Quirky dialogue aside, the film has little to offer that other 50s-era sci-fi flicks don't. There's a lot of boring stock footage (which may explain why Mitch and Sally keep taking to the air to get the most mileage out of that airplane stock footage someone purchased), the obligatory "rebellious kids who get eaten while saying 'daddy-o' a lot" scene, and some particularly unsubtle love scenes between the principals. What makes The Giant Claw a schlock fan favorite, however, is the monster.
"...and then the Fraggles shall
make me their QUEEEEEN!"
And oh, what a monster part vulture, part Looney Tunes Dodo, and all puppet, the Giant Claw glares at us with its googly eyes, flares the nostrils on its mushy beak(!), and mocks us with its shock of black hair.
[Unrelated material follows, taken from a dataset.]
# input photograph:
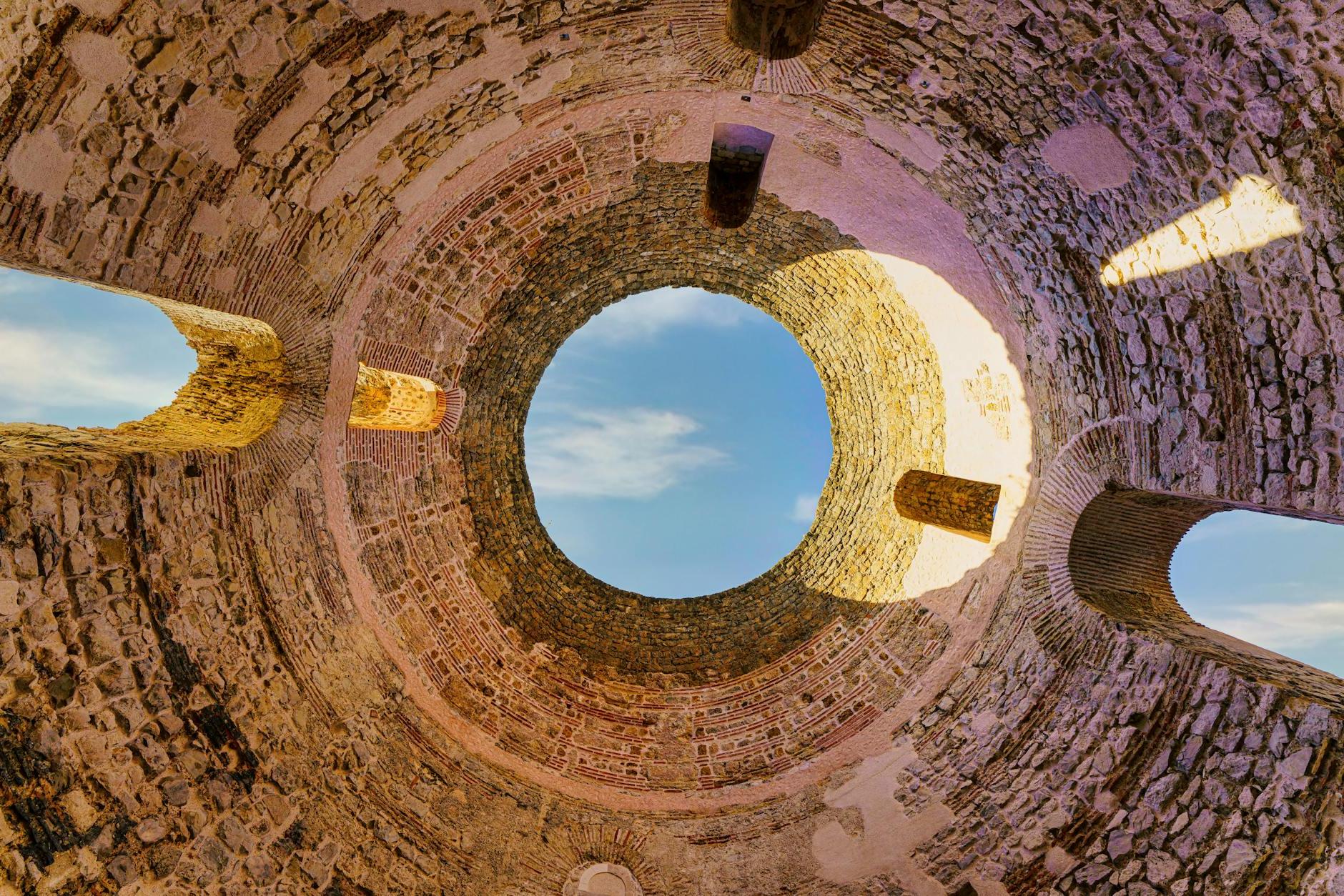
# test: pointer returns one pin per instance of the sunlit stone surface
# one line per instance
(313, 657)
It speeds through the sky at impossible speeds, downing innocent airplanes as it fills the air with its horrid cartoon screech. You will recoil in horror that is, if you can keep from doubling over with laughter. The explanation of the bird's origins (it's from an anti-matter universe) will extract further uproar from the audience, as will Mitch's eventual defeat of the bird's "anti-matter force field" with little more than the help of a trusty sidekick and the love of a good woman.
Flying monsters have always been difficult to depict with conventional special effects, especially if they are of unusual immensity. The two most prominent airborne critters, Mothra and Rodan, have always suffered from logistical problems. Their tiny little talons couldn't grip anything and they could only perform two actions -- flying around and sitting still. Screenwriters for these creatures went to all kinds of lengths to find new ways for the monsters to interact with their environments. (Rodan caused a lot of wind damage and Mothra was eventually given lightning-like energy bursts.) Fight scenes were always problematic, because if an earthbound monster caught hold of his flying opponent, the fight was pretty much over. Mothra and Rodan, however, usually had the advantage of looking fearsome -- something the Giant Claw (the creature and the film) just can't manage.